Et c’est peut-être là que je trouverais une partie de l’explication à l’ennui qui m’a saisi pendant la lecture : je n’avais que peu de connaissances historiques sur les personnages concernés et par conséquent, aucun accès aux sous-entendus et à l’humour de l’auteur. Car, a contrario, si « La septième fonction du langage » m’a autant plu, je me rends compte aujourd’hui que c’est certainement parce que mes connaissances, même émoussées, en linguistique, sémiotique et philosophie, m’ont permis de débusquer tout ce qui était implicite et d’apprécier l’humour et le talent de Laurent Binet.

Mais il n’y a pas que cette explication, et là, c’est sans doute plus « grave » : ma lecture a été desservie par le support sur lequel j’ai lu le texte; retrouver un nom, une date ou un évènement n’est pas chose aisée sur la liseuse, beaucoup moins que dans un livre traditionnel, qu’il suffit de feuilleter, au gré de notre mémoire visuelle -on se souvient parfois de la disposition du paragraphe où l’on a lu la référence que l’on recherche-. Ici, c’est impossible.

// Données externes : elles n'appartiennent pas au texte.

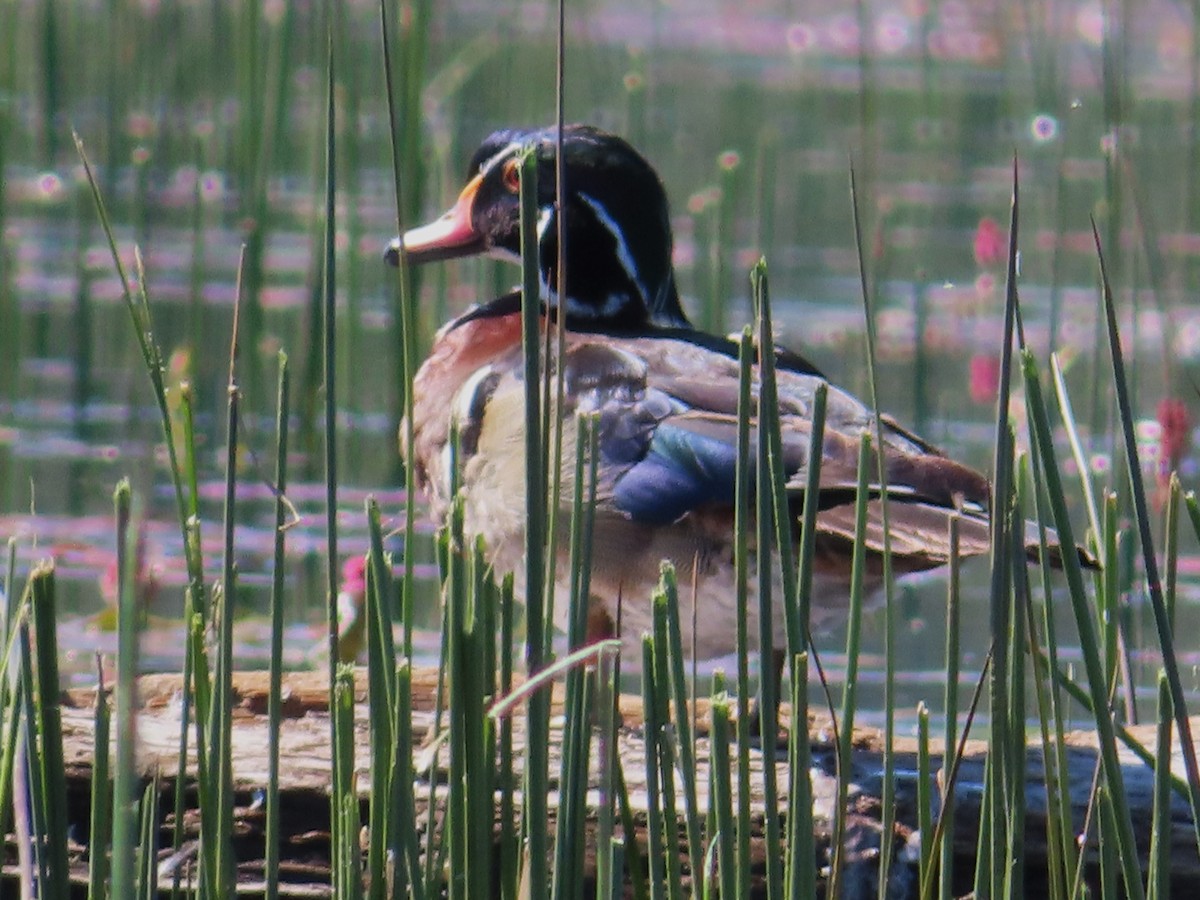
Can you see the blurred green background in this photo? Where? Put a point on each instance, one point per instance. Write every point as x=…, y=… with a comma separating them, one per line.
x=204, y=121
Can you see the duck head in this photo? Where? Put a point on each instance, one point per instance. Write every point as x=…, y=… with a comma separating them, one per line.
x=617, y=225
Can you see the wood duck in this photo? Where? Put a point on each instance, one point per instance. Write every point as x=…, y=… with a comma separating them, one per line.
x=666, y=400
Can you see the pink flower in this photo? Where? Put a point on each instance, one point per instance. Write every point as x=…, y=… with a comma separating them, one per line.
x=990, y=245
x=984, y=378
x=1176, y=424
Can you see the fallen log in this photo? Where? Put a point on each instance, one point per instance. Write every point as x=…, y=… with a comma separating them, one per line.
x=305, y=777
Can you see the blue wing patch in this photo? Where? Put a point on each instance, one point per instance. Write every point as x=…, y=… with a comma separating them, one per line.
x=682, y=471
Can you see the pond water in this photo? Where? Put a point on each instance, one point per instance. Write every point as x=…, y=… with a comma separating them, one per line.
x=753, y=117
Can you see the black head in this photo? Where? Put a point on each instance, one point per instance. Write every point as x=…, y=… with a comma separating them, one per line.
x=618, y=227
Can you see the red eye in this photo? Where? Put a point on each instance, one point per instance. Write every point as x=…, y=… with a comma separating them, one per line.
x=511, y=177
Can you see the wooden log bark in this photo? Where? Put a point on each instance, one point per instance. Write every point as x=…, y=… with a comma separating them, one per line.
x=305, y=780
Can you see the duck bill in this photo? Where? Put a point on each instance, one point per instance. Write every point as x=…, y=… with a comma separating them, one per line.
x=450, y=237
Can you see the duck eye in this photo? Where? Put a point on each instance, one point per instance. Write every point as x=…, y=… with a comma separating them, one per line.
x=511, y=177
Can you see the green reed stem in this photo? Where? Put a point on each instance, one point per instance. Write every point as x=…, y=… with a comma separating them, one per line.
x=667, y=743
x=100, y=823
x=721, y=793
x=771, y=497
x=275, y=691
x=538, y=719
x=1083, y=621
x=345, y=855
x=124, y=773
x=48, y=762
x=887, y=798
x=924, y=795
x=387, y=760
x=1171, y=547
x=850, y=693
x=577, y=729
x=742, y=562
x=667, y=598
x=148, y=841
x=951, y=715
x=1150, y=563
x=1158, y=879
x=329, y=361
x=655, y=851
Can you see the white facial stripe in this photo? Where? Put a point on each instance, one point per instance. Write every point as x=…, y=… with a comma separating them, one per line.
x=544, y=220
x=486, y=166
x=466, y=400
x=623, y=255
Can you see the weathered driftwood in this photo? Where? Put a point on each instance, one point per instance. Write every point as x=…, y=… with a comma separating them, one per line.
x=305, y=780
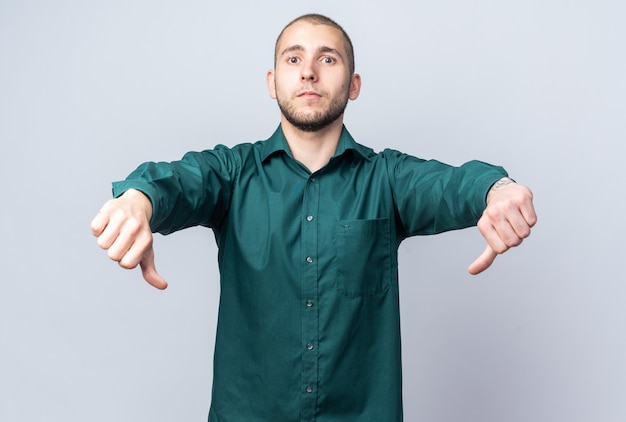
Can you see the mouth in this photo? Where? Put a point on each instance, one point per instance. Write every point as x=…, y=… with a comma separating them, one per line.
x=309, y=95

De la même façon, la liseuse permet difficilement de se situer dans la lecture (« 45% » du roman ne me dit pas grand-chose car je n‘appréhende déjà pas la consistance du texte entier lui-même…). Et dans « Civilizations », les noms et les événements sont nombreux et parfois compliqués, rendant souvent nécessaire le fait de se reporter aux pages précédentes.

Bref, j’ai entamé ma lecture de « Civilizations » en août 2019, je l’ai poursuivie poussivement en septembre et octobre entre d’autres livres et j’écris enfin cette chronique, parce qu’il le faut bien. Malheureusement, je ne pourrai guère vous en dire plus sur le roman (puisque vous l’avez compris, je n’en n’ai lu qu’une partie, indéfinissable à cause de la liseuse, et parce que cela fait déjà six mois).

Au-delà de la déception quant au roman, je m’interroge surtout sur le support : aurais-je apprécié davantage le roman de Laurent Binet en lisant un « vrai livre » ? Peut-être que cela n’a rien à voir et que, tout simplement, Erik le Rouge et Atahualpa ont eu raison de moi, et c’est dommage, car j’arrivais en Europe et à la Renaissance, au moment où le chef Inca allait lire « Le Prince » de Machiavel (d’après ce que j’ai appris dans une chronique enthousiaste), soit dans une période que je connais beaucoup mieux et qui m’aurait sans doute intéressée.

Mais comment sauter du texte avec ce fichu engin (oui, techniquement, je sais comment faire, mais comment parvenir exactement à la bonne page, au bon paragraphe, instinctivement, sans y passer deux heures…) ? Et puis, j’y retournerais bien jeter un coup d’œil maintenant, par curiosité, pour voir où l’auteur m’aurait emmenée mais… je ne peux pas reprendre le livre pour voir où j’ai laissé le signet… oui, je sais, il existe un signet électronique, mais j’oublie à chaque fois où le trouver et comment il fonctionne…

Pfff, vive le papier !!!

 

Civilizations, Laurent Binet, Gallimard, août 2019, Grand prix du roman de l’Académie française.

 

 

Du coup, cette lecture peut participer au challenge Objectif Pal chez Antigone.